私は、法それ自体が暴力であり、法を作る政治自体が暴力装置だと思っています。

強制力のない法にほぼ意味はない、と言っていいのではないでしょうか。国家権力による力の行使が法の背景には必ずあります。人の意思とは無関係に何かを強制する力が、近代では君主ではなく法に与えられています。

高校最後の春休みに初めて法律の教科書を読んだときに、私は法学部に進学することにして失敗したと思いました。それまで漠然と、法律というものは正義のためにあるのだと考えていましたが、そこに書いてあるのはただ金銭(財産権)をいかに守るかということばかりに思えたからです。私は、当時も今もあまり金銭には関心が持てずにいます(なおその教科書は、当時必読とされていた『現代法学入門』でした)。

法律があれば暴力はなくなるかと言えば、そうではない。強制力という暴力をもって、人の権利を守るのが法です。刑法で犯罪だと規定される暴力と、法の持つ強制力という形の暴力は、何が違うのか。

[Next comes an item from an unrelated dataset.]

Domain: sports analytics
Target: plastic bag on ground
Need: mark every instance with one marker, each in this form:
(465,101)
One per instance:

あれから30年間以上もその問いが頭を離れませんが、契約に強制力を与えたり課税したり犯罪を処罰したりという、国家による実力の行使が正当なものとして許されるのは、多数の人に支持されたから、という理由のみです。

どう考えてもそれしかないのです。

決して、それが「正しい」からではない。法律家は自由と正義の味方ではなく、強いていうならば多数意見の味方です。この場合の多数というのは、多くの資源を持っている、声が大きい、という意味も含んでいます。

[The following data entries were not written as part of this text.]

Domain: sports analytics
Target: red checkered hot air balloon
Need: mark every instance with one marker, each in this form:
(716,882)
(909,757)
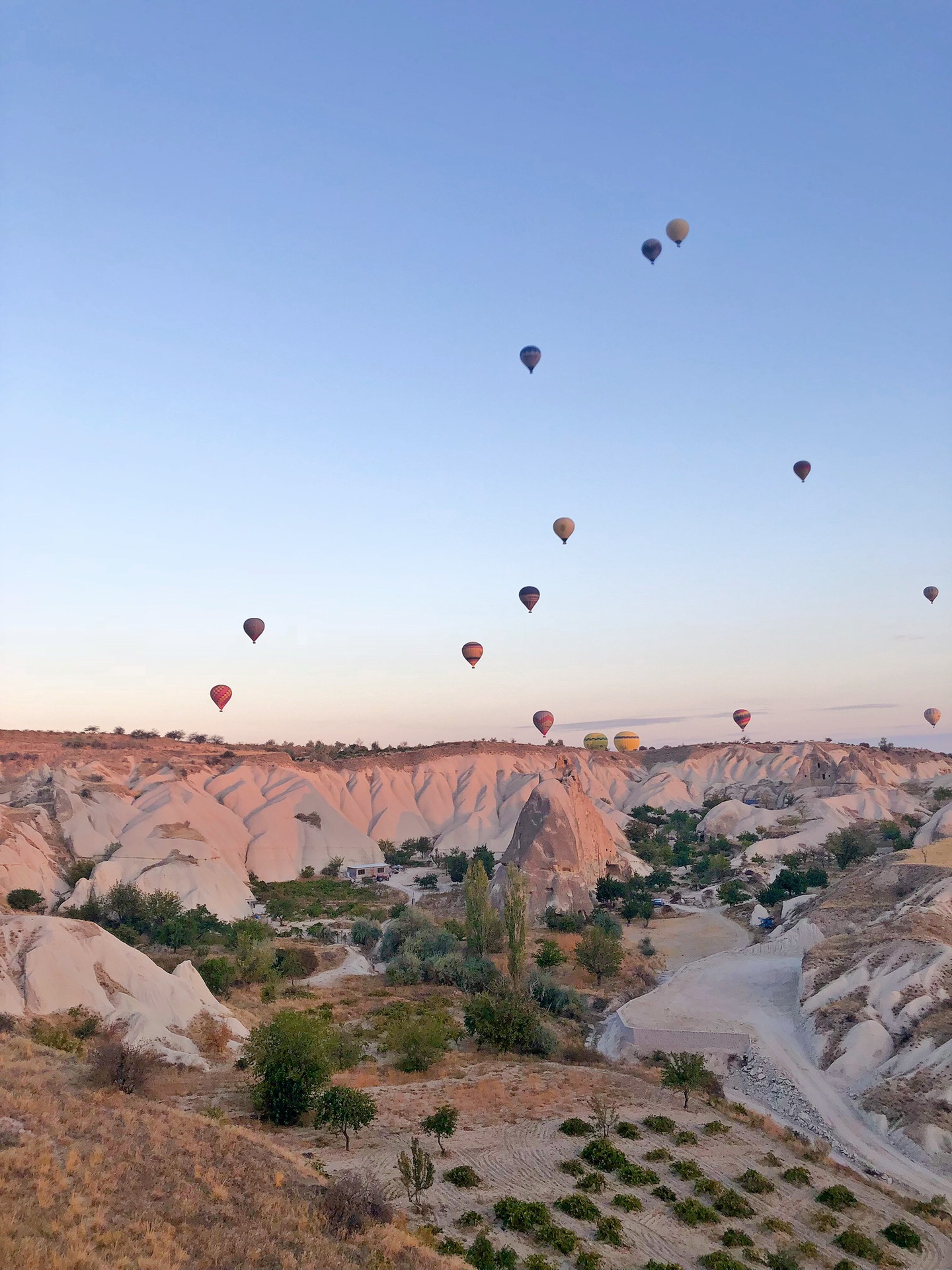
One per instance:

つまるところ、放っておくと多数派による少数派の支配・抑圧が「正当な」理由でなされる、それが法であり政治です。

ともあれ、私は実際に大学に通い始めてからも、学んでいることに関心が持てなかったため、とても後悔しました。私が大学で学びたかったのは真理であって、処世術ではなかったからです。そうであるならば、親の反対を押し切って理系の学部に進むべきだったのです。

それから30年、私はいまだに法というものに対して強い不信感を抱いています。多数派が常に正しいとは限らないからです。

自衛隊が暴力装置であるという発言は、国会議員のものであったと記憶しています。ですが私に言わせれば、自衛隊や自衛隊法はおろか、与野党問わず国会議員自体が暴力装置なのです。それを自覚している議員は、果たしてどれくらいいるでしょうか。